The period following on from the referendum saw the far right start initially stagnating and then soon climbing rapidly in the polls. Bernier says that while the economic crisis of 2008 with its attendant offshoring of production and immigration attributed as the cause of the crisis is the main driver of the far right’s growth, that “given that the EU bears major responsibility for the crisis it is difficult to distinguish between how much is down to the discourse of the far right on immigration and how much is down to the EU”. We also see that the far right, or the nationalist right in Europe progresses via this eurosceptic discourse, and criticism of neoliberalism”.
20 years on from the referendum and euroscepticism isn’t what it used to be. The polarisation of French politics into three blocs has made it difficult for any force to present a strongly eurosceptic line. Although euroscepticism was part of the formula which allowed both La France Insoumise and the Rassemblement National (formerly the Front National) to achieve the sorpasso in 2017 with their social democratic and gaullist competitors, the disaster of Johnson’s Brexit and the need to seek alliances with the social democrats and greens on the left, and with big business on the right, has left Frexit off the table. Now the left speaks of disobeying the treaties and the right criticises specific parts of EU legislation, but exit is no longer considered an option.
Bernier, a diehard eurosceptic who wants to withdraw from the EU believes that new forces could emerge out of opposition to the EU’s increasing militarisation. La France Insoumise has had to dust off its old sovereignist lines to oppose Von Der Leyen’s rearmament plan, and Europe’s pro-Palestine movements are increasingly at loggerheads with the liberal zionism of the EU. Even Pedro Sanchez, the social democratic Prime Minister of Spain finds himself regularly conflicting with the EU and NATO on the issues of Israel and military spending. The second half of the 2020s might yet mark the return of the euro-critical left.

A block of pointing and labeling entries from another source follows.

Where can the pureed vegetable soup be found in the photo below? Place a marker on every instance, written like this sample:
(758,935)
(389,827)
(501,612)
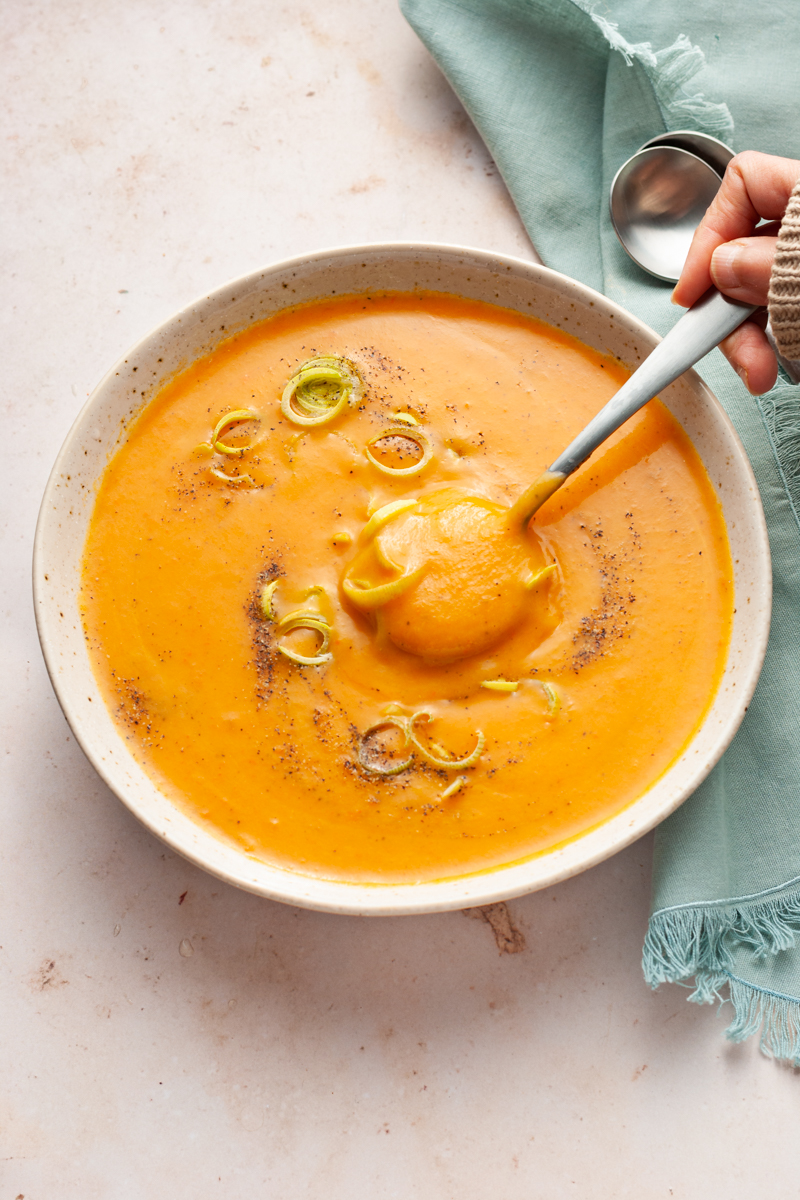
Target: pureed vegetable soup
(324,636)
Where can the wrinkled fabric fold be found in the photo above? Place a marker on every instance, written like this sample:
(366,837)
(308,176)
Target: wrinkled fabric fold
(563,96)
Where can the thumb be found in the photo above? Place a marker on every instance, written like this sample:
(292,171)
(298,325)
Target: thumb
(741,268)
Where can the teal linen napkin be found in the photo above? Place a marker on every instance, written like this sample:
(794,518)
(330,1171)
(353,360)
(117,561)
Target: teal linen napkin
(563,97)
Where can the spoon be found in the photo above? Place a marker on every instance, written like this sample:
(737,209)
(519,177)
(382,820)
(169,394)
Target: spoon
(703,327)
(657,199)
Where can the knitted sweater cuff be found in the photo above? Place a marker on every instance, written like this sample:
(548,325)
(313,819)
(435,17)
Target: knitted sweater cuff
(783,298)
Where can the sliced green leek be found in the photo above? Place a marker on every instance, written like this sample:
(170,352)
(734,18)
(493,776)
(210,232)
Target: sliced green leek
(392,768)
(410,435)
(232,479)
(385,514)
(306,621)
(268,600)
(319,391)
(367,598)
(447,763)
(223,425)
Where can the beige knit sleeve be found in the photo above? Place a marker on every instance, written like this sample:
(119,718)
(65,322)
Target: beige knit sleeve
(783,298)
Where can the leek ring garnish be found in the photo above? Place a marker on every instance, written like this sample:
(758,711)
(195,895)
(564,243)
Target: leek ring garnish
(385,514)
(268,600)
(367,598)
(540,576)
(230,479)
(319,391)
(223,425)
(395,768)
(447,763)
(409,435)
(306,621)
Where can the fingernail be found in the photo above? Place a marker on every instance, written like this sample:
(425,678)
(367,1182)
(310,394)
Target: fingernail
(725,262)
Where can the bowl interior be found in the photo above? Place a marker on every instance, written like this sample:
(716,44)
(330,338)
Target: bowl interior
(513,283)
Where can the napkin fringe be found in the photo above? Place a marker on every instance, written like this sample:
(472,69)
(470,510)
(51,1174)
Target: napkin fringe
(699,943)
(668,70)
(780,411)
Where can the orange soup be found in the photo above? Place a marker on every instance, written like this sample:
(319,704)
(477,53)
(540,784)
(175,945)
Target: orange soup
(323,639)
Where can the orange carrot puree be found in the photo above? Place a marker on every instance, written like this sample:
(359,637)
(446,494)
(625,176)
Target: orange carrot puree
(617,653)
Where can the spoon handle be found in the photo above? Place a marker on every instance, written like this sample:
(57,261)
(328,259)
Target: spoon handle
(711,318)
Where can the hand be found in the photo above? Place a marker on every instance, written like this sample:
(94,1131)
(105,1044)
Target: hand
(737,257)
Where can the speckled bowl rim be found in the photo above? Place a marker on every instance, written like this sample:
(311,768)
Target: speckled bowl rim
(461,270)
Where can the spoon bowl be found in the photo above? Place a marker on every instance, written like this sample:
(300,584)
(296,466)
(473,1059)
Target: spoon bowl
(657,199)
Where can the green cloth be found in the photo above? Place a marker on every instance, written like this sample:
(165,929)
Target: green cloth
(563,97)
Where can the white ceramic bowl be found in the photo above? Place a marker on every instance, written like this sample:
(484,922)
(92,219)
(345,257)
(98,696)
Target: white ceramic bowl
(513,283)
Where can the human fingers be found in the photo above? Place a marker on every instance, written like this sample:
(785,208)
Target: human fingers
(741,268)
(751,357)
(755,186)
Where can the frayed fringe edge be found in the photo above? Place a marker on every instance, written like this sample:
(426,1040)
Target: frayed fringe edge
(668,70)
(697,942)
(681,942)
(776,1017)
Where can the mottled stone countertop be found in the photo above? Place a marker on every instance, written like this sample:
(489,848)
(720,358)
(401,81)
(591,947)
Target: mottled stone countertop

If only the Left in Europe would ditch its love affair with Russia and China, and Marx, of course. Meanwhile, nationalism of any colour is a good weight against the EU delusions of Louis XIV grandeurs and transnational corporate tyranny.
“If only the Left in Europe would ditch its love affair with Russia and China, and Marx”
You’re a bit behind the times – Russia is officially no longer a Marxist State. As for ditching Marx, that’s what the right would love, so why are you advocating that? Do you, in common with most Neo-Liberals, want to see the ‘left’ disarmed of analytical theory? And what has China got to do with it? China is a successful capitalist economy, with the crucial difference that the banks and finance are firmly under state control. What is your objection to that?
Basically, your comment only makes sense if you are coming from a far-right perspective, in which case the configuration of the ‘left’ has nothing to do with you.